What I loved most about the old BBC iPlayer Radio app was the GUI. The design of the interface was straightforward, easy-to-understand and worked well. Whether you were sat still or going for a jog – you had a natural and simple interface that did exactly what you wanted it to.
But a well-designed app can sometimes be hard to come by. Back in the day, Windows Phone brought us an interface which was the same throughout – in the apps and out of the apps. However, with Android you can find that some apps are totally different to the usual phone interface and, if the app has been done by a single developer who doesn’t necessarily have the graphical skills, the whole thing can look messy, distracting, confusing and hard to use.
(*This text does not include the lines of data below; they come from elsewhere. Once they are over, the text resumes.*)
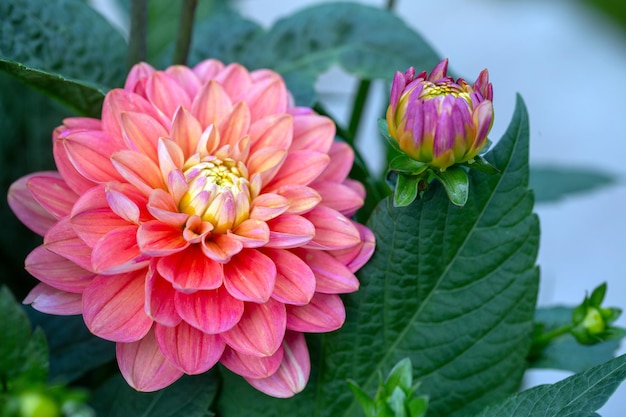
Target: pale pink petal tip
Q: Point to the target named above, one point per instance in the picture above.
(293, 373)
(143, 365)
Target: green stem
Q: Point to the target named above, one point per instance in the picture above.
(137, 43)
(185, 28)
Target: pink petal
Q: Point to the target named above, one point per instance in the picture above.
(63, 240)
(27, 208)
(252, 366)
(52, 192)
(190, 270)
(295, 282)
(57, 271)
(141, 132)
(313, 132)
(189, 349)
(333, 230)
(275, 130)
(212, 311)
(293, 373)
(156, 238)
(90, 153)
(324, 313)
(166, 94)
(160, 299)
(290, 231)
(341, 159)
(260, 331)
(50, 300)
(113, 307)
(250, 276)
(144, 366)
(139, 170)
(331, 276)
(118, 252)
(211, 105)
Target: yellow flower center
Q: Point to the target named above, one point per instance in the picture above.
(219, 192)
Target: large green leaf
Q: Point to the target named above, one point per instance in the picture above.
(577, 396)
(565, 352)
(454, 289)
(62, 47)
(190, 396)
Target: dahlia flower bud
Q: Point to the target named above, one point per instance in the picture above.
(438, 121)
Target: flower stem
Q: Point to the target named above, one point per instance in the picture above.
(185, 28)
(138, 43)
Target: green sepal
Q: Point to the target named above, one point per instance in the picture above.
(404, 164)
(407, 188)
(456, 183)
(480, 164)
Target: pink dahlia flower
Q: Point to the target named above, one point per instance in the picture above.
(203, 219)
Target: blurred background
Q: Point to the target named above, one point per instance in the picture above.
(567, 58)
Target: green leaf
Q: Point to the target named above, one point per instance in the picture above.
(552, 183)
(456, 184)
(565, 352)
(190, 396)
(577, 396)
(62, 56)
(452, 288)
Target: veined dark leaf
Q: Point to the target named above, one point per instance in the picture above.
(454, 289)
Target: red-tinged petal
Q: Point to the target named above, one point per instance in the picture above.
(118, 101)
(293, 373)
(275, 130)
(141, 132)
(313, 133)
(27, 209)
(50, 300)
(250, 366)
(331, 276)
(186, 78)
(139, 170)
(339, 197)
(160, 299)
(295, 282)
(144, 366)
(221, 248)
(236, 125)
(186, 131)
(73, 178)
(189, 349)
(190, 270)
(118, 252)
(63, 240)
(250, 276)
(301, 198)
(324, 313)
(341, 158)
(113, 307)
(160, 239)
(333, 230)
(290, 231)
(166, 94)
(251, 233)
(92, 217)
(212, 311)
(90, 153)
(260, 331)
(300, 167)
(357, 256)
(211, 105)
(52, 192)
(57, 271)
(268, 206)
A great app it may be, but if you’re faced with a mass of toggles, switches and drop-downs, it can be really hard to use.
So, based on what we’ve experienced ourselves here at Coolsmartphone, here’s our thoughts on what can make an app better.
This is hands-down the most common thing that users want in their mobile apps. When someone uses an app, they’re trying to achieve a specific objective. Whether it’s navigating themselves to a friend’s house, getting an update on a flight arrival time, or learning how to play a mobile game, mobile app users want to complete this objective as efficiently as possible. This means the user interface should be intuitive, in that it should not be difficult to navigate for new users and must be designed with user priorities in mind.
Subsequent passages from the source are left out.